Skip to content

Deploy Workload

What Will You Do

In this part, you will configure and deploy a workload to the EKS cluster in a specific namespace called "dev". As per our cluster specification, all pods deployed to the "dev" namespace will be scheduled on AWS Fargate.


Create Namespace

As a user with appropriate RBAC (i.e. Org Admin or Infra Admin or Workspace Admin), create a namespace on the EKS cluster.

  • Click on Infrastructure -> Namespaces
  • Click on Create New Namespace
  • Select "dev" for name and "wizard" for type
  • Select the EKS Cluster for placement and publish the namespace to the remote cluster

Note

For this exercise, we will keep it simple and skip the assignment of resource quotas and policies.


Configure & Deploy Workload

As a user with appropriate RBAC (i.e. at least Project Admin or Namespace Admin), we will create a workload to deploy to our remote EKS cluster.

Important

Download the provided YAML file and save it to your computer. We will deploy this to the cluster.
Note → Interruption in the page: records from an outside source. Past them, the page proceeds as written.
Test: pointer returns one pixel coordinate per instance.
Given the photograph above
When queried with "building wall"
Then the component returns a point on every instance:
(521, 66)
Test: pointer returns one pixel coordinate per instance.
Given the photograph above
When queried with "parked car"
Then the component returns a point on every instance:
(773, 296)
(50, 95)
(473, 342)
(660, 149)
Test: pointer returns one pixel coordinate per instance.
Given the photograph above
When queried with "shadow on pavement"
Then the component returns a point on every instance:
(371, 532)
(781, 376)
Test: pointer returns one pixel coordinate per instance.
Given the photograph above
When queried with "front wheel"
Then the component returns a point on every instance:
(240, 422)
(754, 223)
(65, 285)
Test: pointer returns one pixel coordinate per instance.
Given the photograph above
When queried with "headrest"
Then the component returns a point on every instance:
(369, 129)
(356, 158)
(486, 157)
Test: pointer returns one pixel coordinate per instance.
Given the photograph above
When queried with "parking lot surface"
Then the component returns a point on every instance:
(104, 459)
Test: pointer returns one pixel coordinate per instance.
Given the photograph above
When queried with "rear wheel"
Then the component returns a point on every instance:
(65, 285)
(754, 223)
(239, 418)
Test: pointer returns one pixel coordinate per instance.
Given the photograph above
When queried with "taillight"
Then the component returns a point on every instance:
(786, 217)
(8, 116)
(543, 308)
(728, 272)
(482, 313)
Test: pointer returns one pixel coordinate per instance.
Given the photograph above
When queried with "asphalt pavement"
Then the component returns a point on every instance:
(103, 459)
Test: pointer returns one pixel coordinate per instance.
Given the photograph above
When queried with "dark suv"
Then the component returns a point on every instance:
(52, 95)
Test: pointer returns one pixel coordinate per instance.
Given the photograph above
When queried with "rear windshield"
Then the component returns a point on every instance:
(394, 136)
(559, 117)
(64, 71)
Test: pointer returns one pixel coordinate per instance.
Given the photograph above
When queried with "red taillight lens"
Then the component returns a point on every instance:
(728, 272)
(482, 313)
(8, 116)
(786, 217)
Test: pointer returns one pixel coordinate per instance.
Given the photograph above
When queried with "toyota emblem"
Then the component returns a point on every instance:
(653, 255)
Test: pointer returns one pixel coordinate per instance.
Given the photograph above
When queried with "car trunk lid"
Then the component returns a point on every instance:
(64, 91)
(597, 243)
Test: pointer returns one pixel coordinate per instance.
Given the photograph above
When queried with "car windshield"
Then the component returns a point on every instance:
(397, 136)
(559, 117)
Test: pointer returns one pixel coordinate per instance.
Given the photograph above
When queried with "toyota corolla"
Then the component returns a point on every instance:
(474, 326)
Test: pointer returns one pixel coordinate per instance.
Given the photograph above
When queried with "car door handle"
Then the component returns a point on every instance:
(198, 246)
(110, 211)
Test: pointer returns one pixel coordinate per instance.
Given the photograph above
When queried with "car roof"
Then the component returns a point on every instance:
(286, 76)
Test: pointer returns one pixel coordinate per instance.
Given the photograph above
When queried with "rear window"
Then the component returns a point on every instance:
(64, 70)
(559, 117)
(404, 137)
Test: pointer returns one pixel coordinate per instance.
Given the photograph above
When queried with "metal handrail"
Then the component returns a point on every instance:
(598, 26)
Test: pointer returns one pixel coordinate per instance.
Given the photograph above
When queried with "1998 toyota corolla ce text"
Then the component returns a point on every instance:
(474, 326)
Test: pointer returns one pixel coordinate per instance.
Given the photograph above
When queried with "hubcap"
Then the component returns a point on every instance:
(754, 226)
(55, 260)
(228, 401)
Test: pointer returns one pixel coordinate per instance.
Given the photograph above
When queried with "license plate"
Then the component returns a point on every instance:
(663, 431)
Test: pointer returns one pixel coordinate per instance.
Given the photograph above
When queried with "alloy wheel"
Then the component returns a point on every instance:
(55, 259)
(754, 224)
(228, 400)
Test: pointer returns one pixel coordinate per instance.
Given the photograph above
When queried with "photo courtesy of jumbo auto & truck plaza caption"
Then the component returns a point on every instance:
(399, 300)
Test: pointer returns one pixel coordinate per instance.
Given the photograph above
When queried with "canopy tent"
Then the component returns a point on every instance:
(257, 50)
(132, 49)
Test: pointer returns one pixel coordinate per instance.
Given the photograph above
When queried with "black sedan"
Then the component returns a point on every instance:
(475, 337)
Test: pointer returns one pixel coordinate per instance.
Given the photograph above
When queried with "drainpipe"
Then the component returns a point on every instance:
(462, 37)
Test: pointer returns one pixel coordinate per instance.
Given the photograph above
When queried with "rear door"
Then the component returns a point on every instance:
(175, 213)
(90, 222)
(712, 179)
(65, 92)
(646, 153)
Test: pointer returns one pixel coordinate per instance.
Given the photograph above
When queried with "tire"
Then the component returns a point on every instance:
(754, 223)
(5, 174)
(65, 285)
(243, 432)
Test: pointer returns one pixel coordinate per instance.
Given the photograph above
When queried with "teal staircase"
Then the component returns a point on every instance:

  • Under Applications -> Workloads, create a "New Workload"
  • Enter the name "echo" for the workload
  • Select "k8s yaml" for type
  • Select "upload files manually"
  • Ensure the namespace from the prior step is selected

Configure Workload

  • In the upload step, upload the file "echo.yaml" and click on "Save and Go To Placement"
  • In placement, select the name of the EKS cluster and "Save and Go To Publish"
  • Publish the workload

Workload Publish In Progress

The controller will take the provided YAML manifest, the configured policies and reconcile it with the remote EKS cluster. This workload is targeted at the "dev" namespace and we have configure the "Fargate Profile" for our EKS cluster to be triggered by deployments to the "dev" namespace.

Important

You will notice that the workload will take some time to become operational. This is because pods scheduled on AWS Fargate need to wait for compute capacity needs to be created "Just in Time".


Verify Fargate Resources

In our simple example, the workload has a "single replica" and this pod is running on AWS Fargate. Let us determine what the resources in Fargate look like in our EKS cluster.

Verify Pods

  • In our workload, Click on Debug to bring up the integrated Kubernetes resources dashboard.
  • Click on Pods on the left
  • You should see the pod associated with our workload show up as healthy

Debug Pod Status

Important

As you can see, this experience is identical to what you will see for pods scheduled on regular nodes.

Fargate Resources

  • Click on Infrastructure -> Cluster
  • Click on Kubectl and type the command "get no" to list the nodes

Kubectl Nodes

Note

Even though you did not provision it, you will see a 2nd node listed here. This is expected because each pod scheduled on Fargate will manifest itself as a "Dedicated Node" attached to the EKS cluster.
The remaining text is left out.